In response to growing privacy concerns and Microsoft's "Windows Recall" feature, which records and analyzes screen activities by transmitting data to the cloud, we have developed an open-source pilot that offers similar functionality without compromising user privacy.
The user runs ‘screenshot-desktop.py’ whenever they want to start recording their screens
The extracted text from the screenshots is processed by the DocTR OCR tool and stored in the ChromaDB vector database, along with their corresponding embeddings generated by the JinaAI embedding model.
When the user has a query or needs to retrieve relevant information, they can input their request into ‘LLM Prompt’.
The query is then processed by the JinaAI reranker model, which retrieves the most relevant text chunks from the ChromaDB database based on the semantic similarity of the embeddings.

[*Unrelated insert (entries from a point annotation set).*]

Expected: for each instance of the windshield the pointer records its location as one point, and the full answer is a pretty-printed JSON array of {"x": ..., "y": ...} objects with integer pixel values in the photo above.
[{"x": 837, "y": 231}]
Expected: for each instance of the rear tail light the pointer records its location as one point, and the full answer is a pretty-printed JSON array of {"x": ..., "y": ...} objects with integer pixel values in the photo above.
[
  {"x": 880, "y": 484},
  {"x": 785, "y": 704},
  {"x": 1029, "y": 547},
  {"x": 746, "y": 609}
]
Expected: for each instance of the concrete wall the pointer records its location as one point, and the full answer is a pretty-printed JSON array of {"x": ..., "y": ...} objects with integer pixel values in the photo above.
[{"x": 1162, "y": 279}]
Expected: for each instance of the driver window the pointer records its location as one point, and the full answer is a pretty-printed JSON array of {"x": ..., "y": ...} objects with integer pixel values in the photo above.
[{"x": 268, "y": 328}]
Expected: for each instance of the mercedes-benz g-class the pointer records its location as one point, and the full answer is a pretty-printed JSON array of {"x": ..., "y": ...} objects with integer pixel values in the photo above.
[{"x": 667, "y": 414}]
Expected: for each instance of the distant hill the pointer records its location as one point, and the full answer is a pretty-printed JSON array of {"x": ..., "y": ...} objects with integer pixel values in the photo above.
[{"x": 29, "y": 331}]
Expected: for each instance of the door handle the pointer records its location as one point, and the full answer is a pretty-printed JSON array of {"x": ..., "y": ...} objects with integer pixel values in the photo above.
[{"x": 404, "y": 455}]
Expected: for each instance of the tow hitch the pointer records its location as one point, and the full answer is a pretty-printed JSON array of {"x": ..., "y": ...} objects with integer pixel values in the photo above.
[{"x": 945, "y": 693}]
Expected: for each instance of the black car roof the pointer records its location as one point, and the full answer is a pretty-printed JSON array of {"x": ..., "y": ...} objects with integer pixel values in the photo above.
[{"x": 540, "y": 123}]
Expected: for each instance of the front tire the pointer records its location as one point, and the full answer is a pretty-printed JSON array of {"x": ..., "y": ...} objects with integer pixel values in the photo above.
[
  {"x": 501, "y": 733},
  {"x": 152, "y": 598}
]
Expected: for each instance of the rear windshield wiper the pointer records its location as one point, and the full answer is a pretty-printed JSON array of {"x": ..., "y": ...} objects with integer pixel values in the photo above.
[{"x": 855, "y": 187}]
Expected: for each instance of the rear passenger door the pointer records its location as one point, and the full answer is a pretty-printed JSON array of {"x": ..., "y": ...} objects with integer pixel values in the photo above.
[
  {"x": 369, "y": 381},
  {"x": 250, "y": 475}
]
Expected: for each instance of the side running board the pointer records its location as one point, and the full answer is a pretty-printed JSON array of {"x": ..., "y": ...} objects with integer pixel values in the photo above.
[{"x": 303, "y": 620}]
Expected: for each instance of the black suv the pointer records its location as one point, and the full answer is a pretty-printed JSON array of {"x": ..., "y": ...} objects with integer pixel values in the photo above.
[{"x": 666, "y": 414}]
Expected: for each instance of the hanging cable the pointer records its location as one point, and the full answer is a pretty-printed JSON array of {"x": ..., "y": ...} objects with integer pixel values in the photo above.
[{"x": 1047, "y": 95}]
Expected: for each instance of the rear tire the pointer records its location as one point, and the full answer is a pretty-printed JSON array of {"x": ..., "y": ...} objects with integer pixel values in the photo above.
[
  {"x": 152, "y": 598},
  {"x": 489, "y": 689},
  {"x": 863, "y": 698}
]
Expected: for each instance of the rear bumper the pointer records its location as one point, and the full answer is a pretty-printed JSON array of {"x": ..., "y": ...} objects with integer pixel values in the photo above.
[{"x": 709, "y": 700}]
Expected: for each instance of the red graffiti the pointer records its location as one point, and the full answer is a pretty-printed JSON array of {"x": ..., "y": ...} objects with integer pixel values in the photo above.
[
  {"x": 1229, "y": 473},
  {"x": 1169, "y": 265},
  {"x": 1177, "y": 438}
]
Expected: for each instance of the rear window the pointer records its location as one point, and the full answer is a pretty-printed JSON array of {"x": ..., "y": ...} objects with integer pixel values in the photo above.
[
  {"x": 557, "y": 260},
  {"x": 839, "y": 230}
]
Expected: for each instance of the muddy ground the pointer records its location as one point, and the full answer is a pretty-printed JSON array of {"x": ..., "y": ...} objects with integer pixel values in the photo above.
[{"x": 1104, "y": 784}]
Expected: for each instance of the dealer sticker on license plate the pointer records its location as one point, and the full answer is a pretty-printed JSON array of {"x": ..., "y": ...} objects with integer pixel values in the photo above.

The retrieved information is presented to the user, providing them with the necessary context and insights without ever leaving their local device.
This approach ensures that all data processing and storage remain under the user's control, eliminating the risks associated with cloud-based solutions and empowering users to maintain their privacy.
-
Tested and recomended to use
Python 3.11
-
Clone the repository (data-max-hq/open-memory)
cd /open-memory pip install pyautogui make build make run
-
After a couple of minutes then head over to "localhost:8080"
-
In "ADD LLM" type out the LLM you want to use (we recomend qwen2:1.5b or qwen2:0.5b) and press "Add LLM"
Run "screenshot-desktop.py" to start capturin the screen
Query ChromaDB: Test the database to retrieve relevant pieces of context for a specific query.
LLM Prompt: Pass a query to QWEN2:1.5b to get an explanation of what the user was doing based on the retrieved context.